Previously, I’d left a jar of candy in my office, as an encouragement to visitors. No one ate any. And it was hard to chat up people I cared nothing about.
I still did not care about them but in the last weeks, staff began dropping by. It was a pleasure, regularly refilling the candy bowl. Being transactional and everyone being united by stress led to me being liked more and I could see the results. And when I went home, I did things Phyllis wanted.
If all this sounds transactional, cold and distant, I agree it was. It was part of my ongoing problem. Life should go beyond giving to get.
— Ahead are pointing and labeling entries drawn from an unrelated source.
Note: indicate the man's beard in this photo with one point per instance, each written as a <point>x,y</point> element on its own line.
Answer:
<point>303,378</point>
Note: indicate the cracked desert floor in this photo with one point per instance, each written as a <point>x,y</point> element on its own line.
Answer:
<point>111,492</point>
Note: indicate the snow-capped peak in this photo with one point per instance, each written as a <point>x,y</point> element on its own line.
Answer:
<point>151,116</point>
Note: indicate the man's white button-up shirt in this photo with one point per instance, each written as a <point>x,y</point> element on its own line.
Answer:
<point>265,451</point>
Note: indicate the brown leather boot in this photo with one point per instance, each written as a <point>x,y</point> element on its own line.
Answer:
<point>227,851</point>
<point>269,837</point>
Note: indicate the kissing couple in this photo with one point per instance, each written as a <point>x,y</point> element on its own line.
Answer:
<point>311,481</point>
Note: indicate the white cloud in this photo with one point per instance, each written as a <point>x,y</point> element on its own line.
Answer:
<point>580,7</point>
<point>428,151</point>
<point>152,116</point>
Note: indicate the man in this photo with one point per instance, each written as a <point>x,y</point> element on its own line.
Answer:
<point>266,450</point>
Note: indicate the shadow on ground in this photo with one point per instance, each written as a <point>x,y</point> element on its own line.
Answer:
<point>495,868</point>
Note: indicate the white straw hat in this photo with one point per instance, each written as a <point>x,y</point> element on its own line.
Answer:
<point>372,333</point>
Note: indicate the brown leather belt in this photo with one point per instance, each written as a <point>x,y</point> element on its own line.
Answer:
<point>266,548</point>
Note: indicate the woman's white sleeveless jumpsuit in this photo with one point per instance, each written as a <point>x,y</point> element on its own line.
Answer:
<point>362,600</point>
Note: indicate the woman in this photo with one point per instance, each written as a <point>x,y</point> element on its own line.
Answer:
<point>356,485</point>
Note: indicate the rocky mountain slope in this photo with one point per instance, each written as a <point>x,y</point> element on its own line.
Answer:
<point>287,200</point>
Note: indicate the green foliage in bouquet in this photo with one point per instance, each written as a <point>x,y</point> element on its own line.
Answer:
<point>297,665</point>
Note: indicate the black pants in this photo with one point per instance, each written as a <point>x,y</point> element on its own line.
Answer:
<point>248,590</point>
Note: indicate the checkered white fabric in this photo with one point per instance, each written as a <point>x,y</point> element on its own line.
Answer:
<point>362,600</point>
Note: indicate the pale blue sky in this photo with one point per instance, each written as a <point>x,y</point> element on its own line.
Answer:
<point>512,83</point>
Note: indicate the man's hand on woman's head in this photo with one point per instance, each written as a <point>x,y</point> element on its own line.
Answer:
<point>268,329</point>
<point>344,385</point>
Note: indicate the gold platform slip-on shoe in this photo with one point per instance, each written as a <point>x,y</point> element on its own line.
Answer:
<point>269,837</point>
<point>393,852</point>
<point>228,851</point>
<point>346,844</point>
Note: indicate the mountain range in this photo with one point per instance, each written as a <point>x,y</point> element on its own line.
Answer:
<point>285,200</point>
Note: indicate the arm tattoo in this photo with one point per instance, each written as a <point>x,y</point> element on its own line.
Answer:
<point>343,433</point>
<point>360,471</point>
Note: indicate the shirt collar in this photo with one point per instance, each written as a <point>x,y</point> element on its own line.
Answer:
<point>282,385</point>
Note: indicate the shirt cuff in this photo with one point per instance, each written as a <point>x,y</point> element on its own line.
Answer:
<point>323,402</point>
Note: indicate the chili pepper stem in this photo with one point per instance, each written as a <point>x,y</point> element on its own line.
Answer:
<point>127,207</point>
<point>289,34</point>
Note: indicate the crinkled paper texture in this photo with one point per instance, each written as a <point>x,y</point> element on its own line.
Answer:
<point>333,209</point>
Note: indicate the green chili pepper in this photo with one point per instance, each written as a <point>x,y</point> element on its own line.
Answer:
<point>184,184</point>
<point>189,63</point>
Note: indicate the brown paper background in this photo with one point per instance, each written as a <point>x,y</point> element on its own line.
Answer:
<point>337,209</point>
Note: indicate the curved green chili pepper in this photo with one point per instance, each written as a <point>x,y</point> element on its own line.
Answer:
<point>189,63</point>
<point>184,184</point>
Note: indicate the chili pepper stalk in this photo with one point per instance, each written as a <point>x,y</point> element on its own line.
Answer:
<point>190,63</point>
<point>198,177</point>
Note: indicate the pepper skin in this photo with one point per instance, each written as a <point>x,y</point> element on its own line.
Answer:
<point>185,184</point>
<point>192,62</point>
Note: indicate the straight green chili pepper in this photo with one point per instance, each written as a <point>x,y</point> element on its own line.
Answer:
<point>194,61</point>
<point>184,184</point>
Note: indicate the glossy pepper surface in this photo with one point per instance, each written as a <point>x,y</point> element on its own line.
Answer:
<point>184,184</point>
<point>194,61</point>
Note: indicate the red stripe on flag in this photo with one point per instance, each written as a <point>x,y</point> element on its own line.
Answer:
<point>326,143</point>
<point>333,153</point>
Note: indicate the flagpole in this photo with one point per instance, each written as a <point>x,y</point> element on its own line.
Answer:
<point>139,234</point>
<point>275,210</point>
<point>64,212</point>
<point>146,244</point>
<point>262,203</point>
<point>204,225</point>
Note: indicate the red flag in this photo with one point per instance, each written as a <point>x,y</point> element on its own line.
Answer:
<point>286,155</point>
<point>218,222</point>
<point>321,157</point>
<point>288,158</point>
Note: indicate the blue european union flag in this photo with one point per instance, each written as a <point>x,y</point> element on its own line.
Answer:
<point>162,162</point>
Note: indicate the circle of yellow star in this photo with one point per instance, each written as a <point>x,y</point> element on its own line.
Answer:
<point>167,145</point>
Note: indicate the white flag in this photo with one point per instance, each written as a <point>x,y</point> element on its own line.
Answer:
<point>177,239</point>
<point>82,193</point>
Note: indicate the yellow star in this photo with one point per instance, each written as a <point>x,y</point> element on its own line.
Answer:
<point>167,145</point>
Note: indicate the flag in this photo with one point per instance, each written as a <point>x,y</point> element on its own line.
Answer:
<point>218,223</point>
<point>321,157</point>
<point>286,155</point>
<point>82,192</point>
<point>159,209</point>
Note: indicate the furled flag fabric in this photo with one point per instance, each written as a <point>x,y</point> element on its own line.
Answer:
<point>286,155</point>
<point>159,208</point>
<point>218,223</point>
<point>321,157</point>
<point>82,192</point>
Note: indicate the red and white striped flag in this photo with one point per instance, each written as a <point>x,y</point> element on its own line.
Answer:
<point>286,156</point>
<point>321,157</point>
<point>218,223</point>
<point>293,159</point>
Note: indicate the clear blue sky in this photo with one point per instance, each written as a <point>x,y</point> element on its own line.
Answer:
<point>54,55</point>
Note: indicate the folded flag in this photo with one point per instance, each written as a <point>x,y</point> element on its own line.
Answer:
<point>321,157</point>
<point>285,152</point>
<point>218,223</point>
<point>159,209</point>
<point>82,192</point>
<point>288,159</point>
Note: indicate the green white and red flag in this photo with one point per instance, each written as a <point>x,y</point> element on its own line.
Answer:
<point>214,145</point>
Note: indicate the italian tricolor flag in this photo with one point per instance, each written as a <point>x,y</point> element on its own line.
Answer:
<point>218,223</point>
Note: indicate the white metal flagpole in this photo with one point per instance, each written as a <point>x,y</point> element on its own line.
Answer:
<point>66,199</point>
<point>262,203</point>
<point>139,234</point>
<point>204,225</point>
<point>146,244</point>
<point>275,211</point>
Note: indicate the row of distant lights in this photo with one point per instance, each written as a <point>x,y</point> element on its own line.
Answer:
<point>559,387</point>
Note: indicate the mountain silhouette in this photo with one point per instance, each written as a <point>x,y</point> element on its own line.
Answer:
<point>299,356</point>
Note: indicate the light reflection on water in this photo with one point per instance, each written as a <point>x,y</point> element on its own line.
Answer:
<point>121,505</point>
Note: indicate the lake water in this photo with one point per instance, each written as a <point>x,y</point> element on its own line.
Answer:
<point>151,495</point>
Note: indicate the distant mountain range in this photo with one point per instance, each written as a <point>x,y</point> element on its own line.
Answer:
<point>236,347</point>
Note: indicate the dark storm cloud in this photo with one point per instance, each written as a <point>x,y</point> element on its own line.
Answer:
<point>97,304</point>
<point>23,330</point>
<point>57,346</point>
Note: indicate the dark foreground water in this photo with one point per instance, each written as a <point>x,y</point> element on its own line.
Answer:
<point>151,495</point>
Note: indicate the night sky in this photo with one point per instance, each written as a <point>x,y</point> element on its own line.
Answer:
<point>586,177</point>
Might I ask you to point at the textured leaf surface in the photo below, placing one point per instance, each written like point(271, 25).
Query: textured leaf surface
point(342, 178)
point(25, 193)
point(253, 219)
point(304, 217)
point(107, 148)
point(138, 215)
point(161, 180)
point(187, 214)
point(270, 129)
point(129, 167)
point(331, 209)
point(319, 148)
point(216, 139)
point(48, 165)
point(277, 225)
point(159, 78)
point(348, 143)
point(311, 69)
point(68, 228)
We played double solitaire after dinner. As we sat together, flipping cards, she said, “I’ve received an alert. May have to go off again.”
“Anything to do with my meeting today?”
“Feels like it.”
“He made their role on death row sound innocent. That it was my choice. I guess it was.”
She flipped a card. “The two guards had a choice. Probably not the third.” She finished going through the deck for the first time, turned it over and continued. We played through several games, winning about half the time. That felt right.
Then she kissed me and we cuddled. I enjoyed being liked. But it took a while to fall asleep, lying next to her as she gently snored.
Life should go beyond giving to get.
I had to figure out what that meant and how to do it.
Caring about people was very important but I was not sure how to do that.